Is it possible to integrate a reliable and accurate data logging system for eBikes that can track speed and power output over time, taking into account variables such as cadence, torque, and battery SOC, and if so, what are the current technological limitations and challenges that need to be addressed in order to achieve this, and are there any existing products or prototypes that have successfully implemented such a system, and if not, what alternative methods or workarounds could be used to approximate this functionality, and how do these methods compare in terms of accuracy, cost, and ease of use.

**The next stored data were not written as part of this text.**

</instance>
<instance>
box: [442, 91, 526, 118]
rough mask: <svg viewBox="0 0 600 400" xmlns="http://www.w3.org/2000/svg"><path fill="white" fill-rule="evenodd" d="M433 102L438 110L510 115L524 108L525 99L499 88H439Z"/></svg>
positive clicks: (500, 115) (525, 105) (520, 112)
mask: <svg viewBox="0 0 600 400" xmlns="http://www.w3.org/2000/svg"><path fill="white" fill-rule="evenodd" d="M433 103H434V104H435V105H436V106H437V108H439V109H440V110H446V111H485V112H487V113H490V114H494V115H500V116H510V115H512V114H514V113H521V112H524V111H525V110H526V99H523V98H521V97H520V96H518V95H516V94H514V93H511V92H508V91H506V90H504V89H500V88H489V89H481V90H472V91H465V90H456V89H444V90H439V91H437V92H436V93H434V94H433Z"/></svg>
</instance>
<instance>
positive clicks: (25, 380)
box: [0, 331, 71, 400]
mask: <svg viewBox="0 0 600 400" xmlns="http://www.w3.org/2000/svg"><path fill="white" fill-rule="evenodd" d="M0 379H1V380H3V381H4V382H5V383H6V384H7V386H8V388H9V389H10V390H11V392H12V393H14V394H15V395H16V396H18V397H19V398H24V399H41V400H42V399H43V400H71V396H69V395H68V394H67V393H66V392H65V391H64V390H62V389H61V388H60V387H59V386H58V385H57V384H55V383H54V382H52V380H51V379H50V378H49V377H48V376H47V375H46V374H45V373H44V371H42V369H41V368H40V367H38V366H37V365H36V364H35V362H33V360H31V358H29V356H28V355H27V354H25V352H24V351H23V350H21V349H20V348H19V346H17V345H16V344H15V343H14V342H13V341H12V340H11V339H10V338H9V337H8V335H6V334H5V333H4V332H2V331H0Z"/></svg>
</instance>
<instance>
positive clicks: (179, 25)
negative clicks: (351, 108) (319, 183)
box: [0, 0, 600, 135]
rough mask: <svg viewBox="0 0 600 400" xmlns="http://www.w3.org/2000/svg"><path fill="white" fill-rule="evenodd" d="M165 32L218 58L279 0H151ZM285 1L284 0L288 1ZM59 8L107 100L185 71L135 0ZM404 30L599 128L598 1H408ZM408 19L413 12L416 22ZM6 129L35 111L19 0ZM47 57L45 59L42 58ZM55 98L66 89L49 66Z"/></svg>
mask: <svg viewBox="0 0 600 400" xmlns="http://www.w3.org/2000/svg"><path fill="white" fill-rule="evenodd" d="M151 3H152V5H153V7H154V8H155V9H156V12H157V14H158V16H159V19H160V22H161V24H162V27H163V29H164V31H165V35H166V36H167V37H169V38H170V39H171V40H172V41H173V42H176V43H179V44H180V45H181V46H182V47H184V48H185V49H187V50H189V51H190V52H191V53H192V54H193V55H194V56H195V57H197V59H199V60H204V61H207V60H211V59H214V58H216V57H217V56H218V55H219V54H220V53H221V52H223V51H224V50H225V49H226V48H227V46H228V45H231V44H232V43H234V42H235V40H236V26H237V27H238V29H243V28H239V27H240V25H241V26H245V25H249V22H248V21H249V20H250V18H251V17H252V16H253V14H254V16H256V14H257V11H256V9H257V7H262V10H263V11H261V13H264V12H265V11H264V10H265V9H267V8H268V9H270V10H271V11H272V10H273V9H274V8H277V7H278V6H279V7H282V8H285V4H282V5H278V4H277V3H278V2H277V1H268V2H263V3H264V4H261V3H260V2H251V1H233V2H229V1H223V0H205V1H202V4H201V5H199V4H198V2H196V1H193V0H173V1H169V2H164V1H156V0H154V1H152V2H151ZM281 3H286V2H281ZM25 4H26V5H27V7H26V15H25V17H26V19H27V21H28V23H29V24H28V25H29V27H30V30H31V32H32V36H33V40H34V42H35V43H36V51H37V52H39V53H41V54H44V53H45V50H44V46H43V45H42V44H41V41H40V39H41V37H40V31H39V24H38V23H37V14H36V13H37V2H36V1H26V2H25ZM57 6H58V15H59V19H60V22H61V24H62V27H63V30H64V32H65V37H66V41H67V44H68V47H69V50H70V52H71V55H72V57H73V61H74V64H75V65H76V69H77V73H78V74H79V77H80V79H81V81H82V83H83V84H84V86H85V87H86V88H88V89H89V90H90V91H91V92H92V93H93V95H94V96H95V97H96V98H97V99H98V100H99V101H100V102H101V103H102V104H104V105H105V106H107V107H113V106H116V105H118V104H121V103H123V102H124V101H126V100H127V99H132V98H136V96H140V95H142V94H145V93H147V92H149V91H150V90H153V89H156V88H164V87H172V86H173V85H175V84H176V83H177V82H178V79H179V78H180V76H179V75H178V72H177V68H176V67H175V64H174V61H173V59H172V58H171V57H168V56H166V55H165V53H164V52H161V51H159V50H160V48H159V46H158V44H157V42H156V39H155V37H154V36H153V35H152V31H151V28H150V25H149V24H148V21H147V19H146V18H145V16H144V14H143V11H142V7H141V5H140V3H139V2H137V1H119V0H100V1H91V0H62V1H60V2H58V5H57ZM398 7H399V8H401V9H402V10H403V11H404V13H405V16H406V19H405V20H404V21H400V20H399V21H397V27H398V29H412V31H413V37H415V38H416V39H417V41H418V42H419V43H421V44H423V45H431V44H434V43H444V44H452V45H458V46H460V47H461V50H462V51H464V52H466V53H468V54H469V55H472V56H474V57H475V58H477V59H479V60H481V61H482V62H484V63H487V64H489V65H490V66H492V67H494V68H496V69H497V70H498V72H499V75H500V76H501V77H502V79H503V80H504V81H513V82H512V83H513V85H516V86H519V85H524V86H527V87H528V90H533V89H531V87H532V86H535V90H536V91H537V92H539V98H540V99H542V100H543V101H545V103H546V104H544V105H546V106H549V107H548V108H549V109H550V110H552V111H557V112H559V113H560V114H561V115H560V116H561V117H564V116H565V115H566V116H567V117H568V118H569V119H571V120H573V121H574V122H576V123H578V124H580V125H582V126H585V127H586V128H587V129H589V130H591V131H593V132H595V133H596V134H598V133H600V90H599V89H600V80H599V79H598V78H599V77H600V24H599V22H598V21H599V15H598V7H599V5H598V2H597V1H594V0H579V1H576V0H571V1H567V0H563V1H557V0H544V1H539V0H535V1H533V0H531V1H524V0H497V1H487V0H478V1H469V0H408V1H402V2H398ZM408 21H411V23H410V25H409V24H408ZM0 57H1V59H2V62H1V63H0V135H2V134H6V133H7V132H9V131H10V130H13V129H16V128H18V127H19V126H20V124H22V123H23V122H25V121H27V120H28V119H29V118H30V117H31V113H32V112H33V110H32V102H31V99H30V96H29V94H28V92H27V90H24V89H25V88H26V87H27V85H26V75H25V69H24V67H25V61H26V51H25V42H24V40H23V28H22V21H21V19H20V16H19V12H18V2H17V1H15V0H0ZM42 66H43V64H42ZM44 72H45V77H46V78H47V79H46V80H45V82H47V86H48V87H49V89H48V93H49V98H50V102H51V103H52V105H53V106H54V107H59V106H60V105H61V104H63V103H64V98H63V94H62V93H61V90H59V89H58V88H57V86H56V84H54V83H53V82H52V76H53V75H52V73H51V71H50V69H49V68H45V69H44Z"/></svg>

Considering the available power meters and GPS devices on the market, can these be adapted or integrated with eBike systems to provide the desired data, and if so, what would be the necessary hardware and software modifications, and are there any existing eBike systems that have already implemented such solutions, and what are the potential benefits and drawbacks of using these systems, and how do they compare to other methods of tracking speed and power output.
Furthermore, what are the current data analysis and visualization tools available that can effectively process and display the logged data, and are there any machine learning or artificial intelligence algorithms that can be applied to the data to provide insights and patterns that may not be immediately apparent, and are there any potential applications or use cases for such a system beyond the realm of recreational cycling, such as in professional cycling, eBike racing, or urban planning and infrastructure development.
Considering the available power meters and GPS devices on the market, can these be adapted or integrated with eBike systems to provide the desired data, and if so, what would be the necessary hardware and software modifications, and are there any existing eBike systems that have already implemented such solutions, and what are the potential benefits and drawbacks of using these systems, and how do they compare to other methods of tracking speed and power output.
Furthermore, what are the current data analysis and visualization tools available that can effectively process and display the logged data, and are there any machine learning or artificial intelligence algorithms that can be applied to the data to provide insights and patterns that may not be immediately apparent, and are there any potential applications or use cases for such a system beyond the realm of recreational cycling, such as in professional cycling, eBike racing, or urban planning and infrastructure development.